These puffy lemon blueberry cookies are so soft that they are almost like a cake. These cookies are similar to cutting off the top of a muffin and eating it, it would be extremely similar in taste and texture.
To top this delicious recipe off, you can even add a sweet glaze to drizzle all over them. Not only that, but this batter can also be used for pancake batter, so not only are these cookies good for snacks, they are amazing for breakfast too.
What You Need
– 2 cups all- purpose flour – 1 tsp baking powder – 1 tsp salt – 1/2 cup unsalted butter – 2 eggs – 15 ounces whole milk ricotta cheese – 1 cup sugar – 1 cup blueberries – Zest of lemon – 6 tbsp fresh lemon juice – 1 1/2 cup confectioners sugar
What To Do
First things first preheat the oven to 375 F. Then, in a medium bowl, combine the flour, baking powder and salt, then set aside.
In another medium bowl, beat the sugar and butter together until light and fluffy. Go on to add the ricotta cheese, eggs and some zest of lemon and 3 tbsp of lemon juice. Make sure all ingredients are well mixed.
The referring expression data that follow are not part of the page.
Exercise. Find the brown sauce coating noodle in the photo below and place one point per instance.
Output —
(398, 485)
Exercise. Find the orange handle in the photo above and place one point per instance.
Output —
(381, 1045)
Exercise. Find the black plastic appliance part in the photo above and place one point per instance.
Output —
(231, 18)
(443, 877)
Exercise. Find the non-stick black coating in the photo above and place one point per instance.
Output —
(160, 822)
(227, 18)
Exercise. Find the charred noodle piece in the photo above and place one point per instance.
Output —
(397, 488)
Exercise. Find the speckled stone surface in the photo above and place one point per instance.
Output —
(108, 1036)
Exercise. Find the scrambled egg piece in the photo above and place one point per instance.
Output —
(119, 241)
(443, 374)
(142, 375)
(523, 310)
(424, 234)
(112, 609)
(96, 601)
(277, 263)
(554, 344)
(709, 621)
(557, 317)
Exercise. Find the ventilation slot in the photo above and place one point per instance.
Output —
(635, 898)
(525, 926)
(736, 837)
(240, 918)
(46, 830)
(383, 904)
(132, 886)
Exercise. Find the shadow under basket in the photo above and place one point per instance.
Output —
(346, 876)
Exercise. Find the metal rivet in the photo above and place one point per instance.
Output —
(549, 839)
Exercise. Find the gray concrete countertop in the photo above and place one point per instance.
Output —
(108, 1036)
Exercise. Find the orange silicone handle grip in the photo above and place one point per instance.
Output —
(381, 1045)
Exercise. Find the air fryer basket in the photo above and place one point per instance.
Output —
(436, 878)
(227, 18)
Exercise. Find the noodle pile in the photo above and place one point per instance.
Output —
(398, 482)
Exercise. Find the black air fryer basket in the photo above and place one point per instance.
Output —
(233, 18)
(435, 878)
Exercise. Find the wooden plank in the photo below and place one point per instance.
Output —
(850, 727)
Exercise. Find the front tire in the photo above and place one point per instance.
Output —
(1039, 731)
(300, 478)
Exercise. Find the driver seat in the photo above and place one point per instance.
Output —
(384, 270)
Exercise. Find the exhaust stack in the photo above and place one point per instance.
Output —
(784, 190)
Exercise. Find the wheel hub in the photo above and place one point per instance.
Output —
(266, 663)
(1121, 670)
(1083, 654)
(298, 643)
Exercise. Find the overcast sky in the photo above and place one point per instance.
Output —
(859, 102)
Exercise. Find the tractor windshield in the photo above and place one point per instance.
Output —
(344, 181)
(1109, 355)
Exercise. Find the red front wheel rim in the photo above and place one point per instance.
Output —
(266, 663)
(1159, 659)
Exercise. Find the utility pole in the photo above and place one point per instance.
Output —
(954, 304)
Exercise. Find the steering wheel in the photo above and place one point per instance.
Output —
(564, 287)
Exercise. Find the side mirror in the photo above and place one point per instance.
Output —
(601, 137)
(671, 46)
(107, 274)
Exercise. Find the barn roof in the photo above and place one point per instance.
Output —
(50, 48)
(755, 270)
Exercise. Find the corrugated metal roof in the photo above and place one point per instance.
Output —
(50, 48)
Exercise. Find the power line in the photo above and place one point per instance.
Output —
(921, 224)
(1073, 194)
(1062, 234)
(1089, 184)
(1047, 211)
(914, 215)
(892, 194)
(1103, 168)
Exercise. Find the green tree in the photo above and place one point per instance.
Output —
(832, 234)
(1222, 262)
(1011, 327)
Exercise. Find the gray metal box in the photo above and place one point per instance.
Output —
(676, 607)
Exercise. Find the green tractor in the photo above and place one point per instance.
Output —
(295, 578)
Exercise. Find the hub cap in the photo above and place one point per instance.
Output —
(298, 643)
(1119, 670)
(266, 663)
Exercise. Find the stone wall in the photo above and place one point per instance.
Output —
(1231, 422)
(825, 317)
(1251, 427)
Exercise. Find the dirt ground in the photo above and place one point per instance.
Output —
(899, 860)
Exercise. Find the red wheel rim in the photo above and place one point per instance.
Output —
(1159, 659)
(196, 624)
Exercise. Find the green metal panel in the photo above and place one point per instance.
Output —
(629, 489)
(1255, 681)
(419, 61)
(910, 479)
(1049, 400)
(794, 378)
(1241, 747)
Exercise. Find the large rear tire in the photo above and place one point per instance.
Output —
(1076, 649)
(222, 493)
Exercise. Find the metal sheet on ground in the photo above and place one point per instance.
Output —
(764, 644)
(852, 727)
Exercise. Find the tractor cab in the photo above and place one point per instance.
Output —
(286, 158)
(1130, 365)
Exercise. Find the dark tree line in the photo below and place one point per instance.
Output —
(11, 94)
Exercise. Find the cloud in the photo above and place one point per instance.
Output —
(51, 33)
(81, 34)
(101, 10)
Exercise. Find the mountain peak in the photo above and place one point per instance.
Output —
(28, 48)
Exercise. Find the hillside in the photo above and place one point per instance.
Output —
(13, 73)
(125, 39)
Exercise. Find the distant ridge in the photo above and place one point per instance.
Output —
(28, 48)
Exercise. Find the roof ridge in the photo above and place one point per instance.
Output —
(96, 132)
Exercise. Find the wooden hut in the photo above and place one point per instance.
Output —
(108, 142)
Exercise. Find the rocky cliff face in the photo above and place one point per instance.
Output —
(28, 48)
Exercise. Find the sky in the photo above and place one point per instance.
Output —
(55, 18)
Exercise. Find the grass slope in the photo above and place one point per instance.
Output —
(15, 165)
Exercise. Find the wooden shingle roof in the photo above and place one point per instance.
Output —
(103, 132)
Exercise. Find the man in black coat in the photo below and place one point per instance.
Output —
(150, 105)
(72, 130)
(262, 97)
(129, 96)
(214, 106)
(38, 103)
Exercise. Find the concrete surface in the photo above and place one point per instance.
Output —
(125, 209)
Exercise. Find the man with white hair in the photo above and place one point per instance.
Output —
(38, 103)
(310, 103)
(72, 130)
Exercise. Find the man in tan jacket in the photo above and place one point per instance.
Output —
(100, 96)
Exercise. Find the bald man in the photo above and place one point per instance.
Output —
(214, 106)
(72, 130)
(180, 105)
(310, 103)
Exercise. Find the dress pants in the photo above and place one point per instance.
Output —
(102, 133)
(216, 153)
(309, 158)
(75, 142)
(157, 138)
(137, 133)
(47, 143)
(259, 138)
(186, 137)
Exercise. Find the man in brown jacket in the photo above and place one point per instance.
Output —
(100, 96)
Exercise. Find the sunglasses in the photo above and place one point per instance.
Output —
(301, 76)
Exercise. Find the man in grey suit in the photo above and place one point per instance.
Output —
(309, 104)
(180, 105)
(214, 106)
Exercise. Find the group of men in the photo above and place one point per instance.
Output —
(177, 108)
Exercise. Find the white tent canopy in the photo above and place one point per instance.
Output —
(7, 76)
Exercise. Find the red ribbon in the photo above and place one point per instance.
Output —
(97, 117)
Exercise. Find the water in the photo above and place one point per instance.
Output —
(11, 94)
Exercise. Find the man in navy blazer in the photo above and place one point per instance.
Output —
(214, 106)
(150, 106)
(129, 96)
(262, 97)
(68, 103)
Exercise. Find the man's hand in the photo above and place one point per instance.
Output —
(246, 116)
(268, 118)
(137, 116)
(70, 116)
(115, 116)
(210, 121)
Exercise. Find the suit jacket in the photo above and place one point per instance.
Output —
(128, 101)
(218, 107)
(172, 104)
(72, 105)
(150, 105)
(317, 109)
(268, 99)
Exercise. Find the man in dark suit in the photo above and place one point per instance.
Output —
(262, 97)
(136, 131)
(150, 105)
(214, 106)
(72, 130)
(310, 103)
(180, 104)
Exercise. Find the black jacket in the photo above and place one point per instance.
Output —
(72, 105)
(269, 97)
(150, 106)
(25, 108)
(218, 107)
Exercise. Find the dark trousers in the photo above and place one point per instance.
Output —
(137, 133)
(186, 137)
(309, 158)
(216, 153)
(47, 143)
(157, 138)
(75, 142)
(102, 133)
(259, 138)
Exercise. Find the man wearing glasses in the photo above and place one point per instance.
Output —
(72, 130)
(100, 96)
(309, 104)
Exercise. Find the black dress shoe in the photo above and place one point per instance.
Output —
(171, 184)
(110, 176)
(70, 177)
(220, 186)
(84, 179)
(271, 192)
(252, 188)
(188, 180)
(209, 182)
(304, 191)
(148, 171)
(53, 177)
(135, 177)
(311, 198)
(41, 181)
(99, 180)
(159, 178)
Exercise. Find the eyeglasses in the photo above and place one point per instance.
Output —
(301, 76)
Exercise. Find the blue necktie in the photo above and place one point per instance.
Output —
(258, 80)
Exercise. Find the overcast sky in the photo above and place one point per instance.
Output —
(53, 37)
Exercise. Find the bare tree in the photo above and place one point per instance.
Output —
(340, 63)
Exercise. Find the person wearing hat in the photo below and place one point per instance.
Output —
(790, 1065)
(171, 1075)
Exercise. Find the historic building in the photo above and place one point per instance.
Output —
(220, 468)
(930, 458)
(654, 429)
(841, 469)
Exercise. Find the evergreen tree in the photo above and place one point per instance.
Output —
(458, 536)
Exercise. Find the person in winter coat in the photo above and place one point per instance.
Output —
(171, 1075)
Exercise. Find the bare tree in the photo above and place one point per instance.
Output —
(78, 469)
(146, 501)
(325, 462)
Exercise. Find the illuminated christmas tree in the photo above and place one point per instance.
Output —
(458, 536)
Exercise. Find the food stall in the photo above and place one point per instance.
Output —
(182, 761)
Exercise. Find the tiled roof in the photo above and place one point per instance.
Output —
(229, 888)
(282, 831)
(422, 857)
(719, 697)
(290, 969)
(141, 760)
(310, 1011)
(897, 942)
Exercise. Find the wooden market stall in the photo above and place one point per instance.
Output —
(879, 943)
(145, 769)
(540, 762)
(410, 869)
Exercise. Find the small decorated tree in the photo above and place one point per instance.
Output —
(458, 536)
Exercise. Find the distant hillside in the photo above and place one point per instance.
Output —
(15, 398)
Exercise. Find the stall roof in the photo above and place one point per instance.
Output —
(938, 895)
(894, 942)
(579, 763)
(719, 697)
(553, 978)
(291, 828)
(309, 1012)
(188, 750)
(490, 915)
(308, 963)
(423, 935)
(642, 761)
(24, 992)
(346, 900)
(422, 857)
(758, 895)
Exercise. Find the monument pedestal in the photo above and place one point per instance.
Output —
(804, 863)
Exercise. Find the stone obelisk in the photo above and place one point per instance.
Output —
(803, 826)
Now, combine the two bowls of ingredients together and mix them thoroughly. Then add the blueberries, to the mix.
Spoon the dough out onto a greased baking sheet, roughly 2 heaped tbsp per cookie.
Bake cookies for 15 minutes until slightly golden and then remove from the oven to let cool for around 20 minutes.
While they are cooling off, you can begin to make the glaze. Combine the confectioner’s sugar, zest and 3 tbsp of lemon juice and stir until smooth.
You can now drizzle the glaze over the cooled cookies and let them harden for an hour! Enjoy!